The venue was sufficiently established by the evidence, which also supported the verdict of guilty, and, having the approval of the trial court it will not be disturbed by this court.
Sarah Flanigan was indicted, tried and convicted in the Superior Court of Clarke County on the charge that she did "keep, maintain, employ and carry on a lottery . . . known and designated as the numbers game." The evidence of two police officers testifying on behalf of the State was to the effect that they went to the defendant's home on the morning of September 14, 1950; that the defendant admitted them; that they searched the bed in which the defendant's husband was lying and found lottery tickets inside a leg of the pajamas which he was wearing; that they were about to arrest both suspects when Sarah stated that the tickets were hers and her husband had nothing to do with them. The tickets were introduced in evidence along with a signed statement in the defendant's handwriting as follows: "I, Sarah Flanigan, went to bed in my home 1185 W. Broad St. Wed. night, September 13th with the lottery tickets in my hand that I had wrote for different ones. About seven o'clock Thurs. morning Mr. McKinnon and Mr. Hardy came to my house and knocked on the door before I got out of the bed I put the tickets over between my husband's legs, Marvin Flanigan.
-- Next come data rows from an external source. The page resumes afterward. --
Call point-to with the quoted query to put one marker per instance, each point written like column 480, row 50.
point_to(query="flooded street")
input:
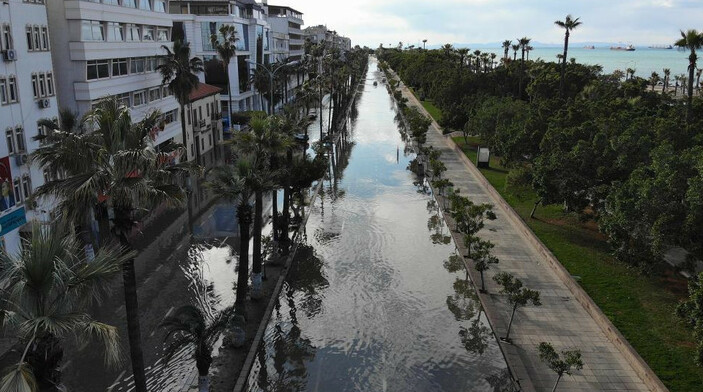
column 374, row 301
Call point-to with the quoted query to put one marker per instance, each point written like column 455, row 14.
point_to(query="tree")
column 567, row 24
column 47, row 291
column 690, row 40
column 116, row 167
column 518, row 296
column 482, row 257
column 667, row 74
column 237, row 184
column 226, row 50
column 572, row 360
column 691, row 311
column 178, row 71
column 506, row 47
column 191, row 327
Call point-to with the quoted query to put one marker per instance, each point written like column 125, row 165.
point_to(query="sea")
column 643, row 60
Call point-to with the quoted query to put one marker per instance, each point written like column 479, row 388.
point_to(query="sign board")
column 483, row 157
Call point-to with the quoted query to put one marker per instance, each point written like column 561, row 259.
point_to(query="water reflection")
column 368, row 305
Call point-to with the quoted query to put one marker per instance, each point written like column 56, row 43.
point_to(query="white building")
column 199, row 19
column 109, row 48
column 27, row 95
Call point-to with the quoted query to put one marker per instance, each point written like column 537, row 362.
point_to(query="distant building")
column 27, row 94
column 109, row 48
column 320, row 33
column 203, row 124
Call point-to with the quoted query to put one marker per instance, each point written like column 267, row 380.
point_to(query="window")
column 160, row 5
column 50, row 84
column 148, row 33
column 12, row 89
column 42, row 85
column 133, row 33
column 154, row 94
column 36, row 35
column 137, row 65
column 92, row 30
column 6, row 39
column 124, row 99
column 139, row 98
column 98, row 69
column 10, row 141
column 45, row 38
column 119, row 67
column 35, row 85
column 18, row 190
column 114, row 32
column 162, row 34
column 19, row 137
column 30, row 40
column 26, row 187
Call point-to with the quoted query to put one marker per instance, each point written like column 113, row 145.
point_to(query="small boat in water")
column 628, row 48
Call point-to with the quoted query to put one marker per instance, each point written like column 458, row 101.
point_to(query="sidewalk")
column 568, row 319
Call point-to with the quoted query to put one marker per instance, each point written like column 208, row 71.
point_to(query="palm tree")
column 654, row 79
column 178, row 71
column 567, row 24
column 237, row 185
column 667, row 74
column 506, row 47
column 226, row 50
column 690, row 40
column 47, row 290
column 114, row 166
column 190, row 327
column 262, row 144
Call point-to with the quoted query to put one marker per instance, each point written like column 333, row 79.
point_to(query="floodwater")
column 374, row 301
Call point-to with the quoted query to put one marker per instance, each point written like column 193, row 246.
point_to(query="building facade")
column 110, row 48
column 28, row 88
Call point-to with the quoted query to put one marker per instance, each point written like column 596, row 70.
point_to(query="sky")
column 371, row 22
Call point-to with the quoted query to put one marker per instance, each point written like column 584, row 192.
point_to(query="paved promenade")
column 567, row 319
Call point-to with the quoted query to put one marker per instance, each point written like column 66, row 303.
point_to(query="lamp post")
column 272, row 74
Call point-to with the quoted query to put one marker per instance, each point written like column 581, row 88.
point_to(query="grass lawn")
column 641, row 307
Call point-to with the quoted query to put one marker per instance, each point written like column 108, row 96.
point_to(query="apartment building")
column 27, row 95
column 107, row 48
column 197, row 20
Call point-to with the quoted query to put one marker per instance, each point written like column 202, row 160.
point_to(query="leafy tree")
column 226, row 50
column 198, row 330
column 518, row 296
column 567, row 24
column 572, row 360
column 690, row 40
column 114, row 165
column 47, row 291
column 179, row 72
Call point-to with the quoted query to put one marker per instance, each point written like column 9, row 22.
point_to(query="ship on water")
column 628, row 48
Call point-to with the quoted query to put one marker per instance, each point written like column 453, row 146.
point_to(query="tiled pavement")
column 561, row 320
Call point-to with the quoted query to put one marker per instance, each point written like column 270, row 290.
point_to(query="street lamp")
column 272, row 74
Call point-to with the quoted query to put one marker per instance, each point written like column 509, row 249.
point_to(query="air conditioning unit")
column 9, row 55
column 21, row 159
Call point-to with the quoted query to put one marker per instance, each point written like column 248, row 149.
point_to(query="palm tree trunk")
column 256, row 258
column 133, row 327
column 244, row 216
column 556, row 383
column 510, row 324
column 563, row 64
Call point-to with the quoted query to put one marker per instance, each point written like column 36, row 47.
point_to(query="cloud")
column 371, row 22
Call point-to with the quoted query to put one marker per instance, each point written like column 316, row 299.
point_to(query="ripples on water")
column 368, row 305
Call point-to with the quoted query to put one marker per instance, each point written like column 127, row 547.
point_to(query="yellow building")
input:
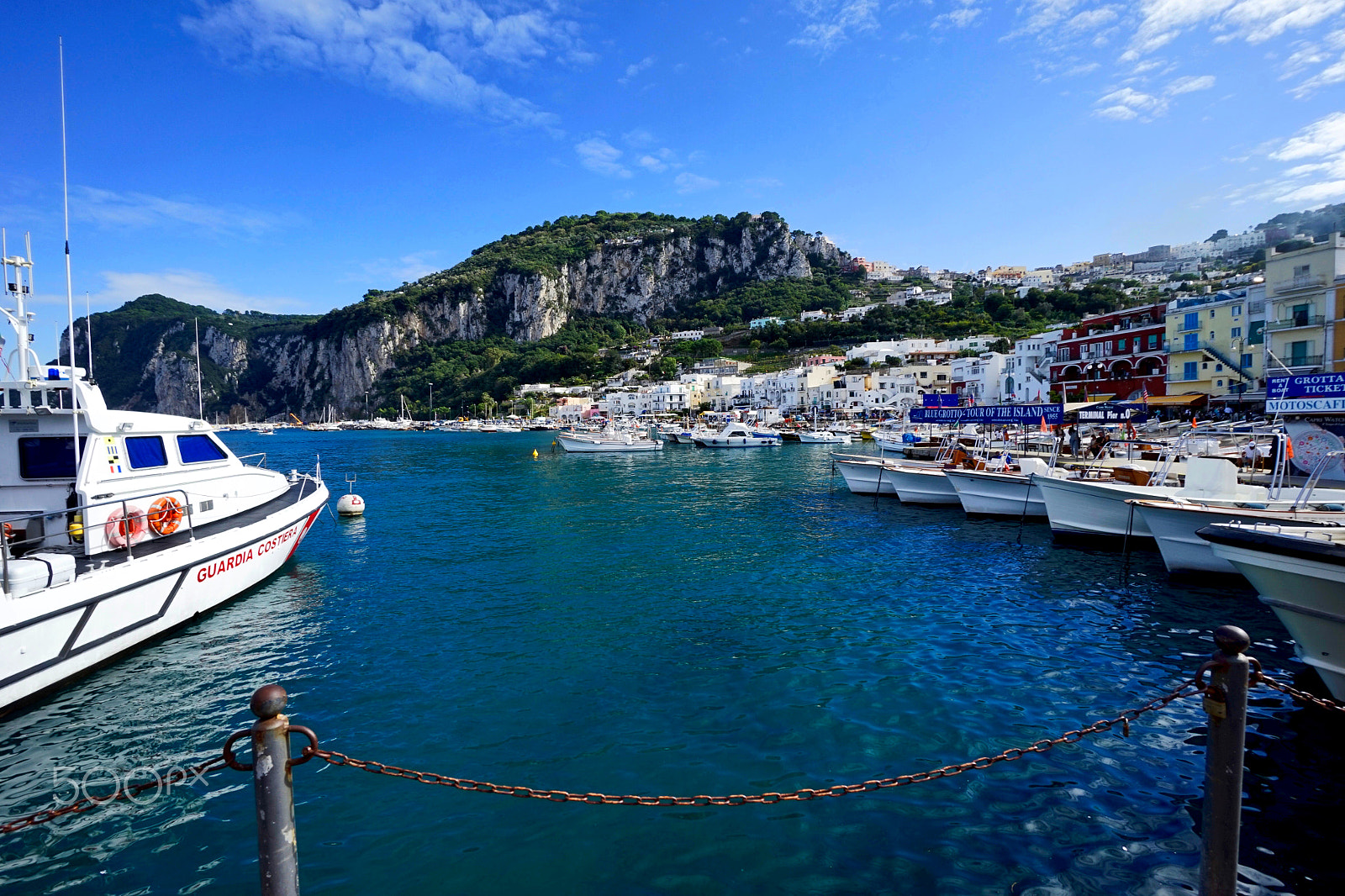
column 1215, row 343
column 1305, row 318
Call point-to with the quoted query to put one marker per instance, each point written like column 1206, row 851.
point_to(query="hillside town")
column 1201, row 335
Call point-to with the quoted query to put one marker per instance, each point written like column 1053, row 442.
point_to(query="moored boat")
column 1300, row 573
column 119, row 525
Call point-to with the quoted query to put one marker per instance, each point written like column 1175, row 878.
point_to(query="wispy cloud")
column 688, row 182
column 111, row 208
column 193, row 287
column 599, row 156
column 831, row 22
column 1126, row 104
column 962, row 15
column 636, row 69
column 416, row 49
column 1316, row 172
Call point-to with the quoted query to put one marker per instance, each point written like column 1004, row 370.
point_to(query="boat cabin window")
column 145, row 451
column 195, row 450
column 47, row 456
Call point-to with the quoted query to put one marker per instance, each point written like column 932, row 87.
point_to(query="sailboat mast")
column 201, row 398
column 71, row 296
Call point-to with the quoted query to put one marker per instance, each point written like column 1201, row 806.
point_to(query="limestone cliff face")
column 641, row 279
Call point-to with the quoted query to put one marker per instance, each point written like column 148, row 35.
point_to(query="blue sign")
column 1306, row 394
column 1028, row 414
column 1114, row 412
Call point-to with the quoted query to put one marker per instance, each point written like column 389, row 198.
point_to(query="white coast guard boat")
column 119, row 525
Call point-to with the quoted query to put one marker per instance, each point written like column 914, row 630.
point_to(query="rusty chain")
column 1293, row 692
column 1187, row 689
column 129, row 791
column 313, row 750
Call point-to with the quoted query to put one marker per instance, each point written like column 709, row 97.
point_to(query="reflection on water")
column 683, row 622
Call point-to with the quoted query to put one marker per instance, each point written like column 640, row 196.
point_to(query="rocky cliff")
column 641, row 269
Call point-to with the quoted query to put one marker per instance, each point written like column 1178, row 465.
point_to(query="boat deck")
column 291, row 495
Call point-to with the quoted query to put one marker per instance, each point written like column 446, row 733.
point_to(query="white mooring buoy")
column 350, row 503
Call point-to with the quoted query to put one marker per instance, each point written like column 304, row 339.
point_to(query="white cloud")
column 193, row 287
column 602, row 158
column 111, row 208
column 636, row 67
column 1253, row 20
column 417, row 49
column 959, row 18
column 833, row 22
column 1190, row 84
column 1322, row 138
column 1126, row 104
column 688, row 182
column 1318, row 175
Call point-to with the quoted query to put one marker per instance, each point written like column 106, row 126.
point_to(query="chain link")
column 1187, row 689
column 1293, row 692
column 129, row 791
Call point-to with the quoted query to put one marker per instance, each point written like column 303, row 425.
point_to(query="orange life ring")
column 124, row 528
column 165, row 515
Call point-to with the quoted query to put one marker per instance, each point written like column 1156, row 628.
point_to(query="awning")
column 1176, row 401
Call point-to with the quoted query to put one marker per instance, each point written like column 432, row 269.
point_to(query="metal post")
column 277, row 848
column 1226, row 703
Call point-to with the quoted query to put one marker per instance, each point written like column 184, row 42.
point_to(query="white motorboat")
column 1174, row 526
column 736, row 435
column 118, row 525
column 1300, row 573
column 1002, row 493
column 609, row 440
column 1100, row 506
column 824, row 437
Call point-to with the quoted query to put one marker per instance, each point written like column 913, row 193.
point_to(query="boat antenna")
column 89, row 334
column 201, row 400
column 71, row 298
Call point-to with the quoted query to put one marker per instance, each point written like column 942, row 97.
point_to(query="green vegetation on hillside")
column 537, row 250
column 472, row 372
column 125, row 340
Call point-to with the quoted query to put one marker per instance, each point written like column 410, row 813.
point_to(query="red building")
column 1113, row 356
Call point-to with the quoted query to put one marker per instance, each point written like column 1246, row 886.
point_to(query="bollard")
column 1226, row 703
column 277, row 848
The officers searched the bed and found the tickets. Marvin my husband had nothing to do with the tickets. I wrote them myself. Sarah G. Flanigan."
There was detailed testimony as to the method of operating the numbers game. Detective Hardy testified that the defendant told him she had just started the bug business; that she hadn't been at it long, not over two weeks. He further testified: "I know there is a lottery in Clarke County because we have had them to plead guilty here in the superior court for operating a lottery." There was also testimony that the defendant's home, where the tickets were recovered, was in Clarke County.
The defendant's motion for a new trial was overruled, and the exception is to this judgment.
(After stating the foregoing facts.) The special ground of the amended motion for a new trial to the effect that there was no proof of the operation of a lottery in Clarke County, Georgia, at the time charged in the indictment seeks to attack the proof of venue, and is considered in connection with the general grounds. Where, as in this case, no conflict in the evidence as to venue appears, slight evidence is sufficient. Baker v. State, 55 Ga. App. 159 (1) (189 S. E. 364); Towler v. State, 24 Ga. App. 167 (3) (100 S. E. 42). In Brown v. State, 72 Ga. App. 61 (33 S. E. 2d, 44), it was held as follows: "The evidence showing that the defendant, in Fulton County, Georgia, had in her place of residence possession of the lottery tickets and other incriminatory articles, it will be presumed, nothing to the contrary appearing, that the venue of the case was in that county."
The description of the method of conducting the numbers game, the defendant's statement that she had written the tickets in question and that she had only been in the business about two weeks, together with the statement of the police officer that a numbers game was conducted in Clarke County and that he had received pleas of guilty from other persons in said county, and the proof that the tickets were in the defendant's possession in that county, were sufficient to prove the venue of the crime, nothing appearing to the contrary.
The above facts, taken in connection with the written statement of the defendant, were sufficient to authorize the verdict of guilty, and the trial court did not err in overruling the motion for a new trial as amended.
Judgment affirmed. MacIntyre, P. J., and Gardner, J., concur.